Read and Write Ordering
The repository format allows writing (e.g. backup) and reading (e.g. restore) to happen concurrently. As the data for each snapshot in a repository spans multiple files (snapshot, index and packs), it is necessary to follow certain rules regarding the order in which files are read and written. These ordering rules also guarantee that repository modifications always maintain a correct repository even if the client or the storage backend crashes for example due to a power cut or the (network) connection between both is interrupted.

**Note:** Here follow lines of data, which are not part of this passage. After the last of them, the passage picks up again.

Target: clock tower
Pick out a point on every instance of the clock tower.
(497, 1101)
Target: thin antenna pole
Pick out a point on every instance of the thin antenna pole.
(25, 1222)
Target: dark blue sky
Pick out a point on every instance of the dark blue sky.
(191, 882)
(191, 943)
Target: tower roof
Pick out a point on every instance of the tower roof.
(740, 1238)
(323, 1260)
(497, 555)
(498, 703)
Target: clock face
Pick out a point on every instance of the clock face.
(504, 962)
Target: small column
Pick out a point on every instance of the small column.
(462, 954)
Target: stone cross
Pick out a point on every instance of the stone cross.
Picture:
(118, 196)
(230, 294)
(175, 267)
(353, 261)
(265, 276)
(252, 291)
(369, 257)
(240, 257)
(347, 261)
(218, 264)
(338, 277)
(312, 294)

The correct order to access data in a repository is derived from the following set of invariants that must be maintained at any time in a correct repository. Must in the following is a strict requirement and will lead to data loss if not followed. Should will require steps to fix a repository (e.g. rebuilding the index) if not followed, but should not cause data loss. existing means that the referenced data is durably stored in the repository.

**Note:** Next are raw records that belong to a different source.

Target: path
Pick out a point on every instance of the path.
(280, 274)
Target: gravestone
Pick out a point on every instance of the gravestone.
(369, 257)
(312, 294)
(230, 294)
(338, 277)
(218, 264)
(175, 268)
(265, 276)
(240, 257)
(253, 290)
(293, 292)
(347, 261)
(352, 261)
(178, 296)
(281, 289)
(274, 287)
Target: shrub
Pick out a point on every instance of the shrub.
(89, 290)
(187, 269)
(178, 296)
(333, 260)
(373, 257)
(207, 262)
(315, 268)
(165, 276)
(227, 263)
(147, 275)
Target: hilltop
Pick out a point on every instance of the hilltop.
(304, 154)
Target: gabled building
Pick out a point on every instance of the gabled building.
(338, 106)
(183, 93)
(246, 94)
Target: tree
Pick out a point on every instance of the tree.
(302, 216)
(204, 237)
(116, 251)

- A snapshot must only reference an existing tree blob.
- A reachable tree blob must only reference tree and data blobs that exist (recursively). Reachable means that the tree blob is reachable starting from a snapshot.
- An index must only reference valid blobs in existing packs.
- All blobs referenced by a snapshot should be listed in an index.
This leads to the following recommended order to store data in a repository. First, pack files, which contain data and tree blobs, must be written. Then the indexes which reference blobs in these already written pack files. And finally the corresponding snapshots.
Note that there is no need for a specific write order of data and tree blobs during a backup as the blobs only become referenced once the corresponding snapshot is uploaded.
Reading data should follow the opposite order compared to writing. Only once a snapshot was written, it is guaranteed that all required data exists in the repository. This especially means that the list of snapshots to read should be collected before loading the repository index. The other way round can lead to a race condition where a recently written snapshot is loaded but not its accompanying index, which results in a failure to access the snapshot’s tree blob.
For removing or rewriting data from a repository the following rules must be followed, which are derived from the above invariants.
- A client removing data must acquire an exclusive lock first to prevent conflicts with other clients.
- A pack must be removed from the referencing index before it is deleted.
- Rewriting a pack must write the new pack, update the index (add an updated index and delete the old one) and only then delete the old pack.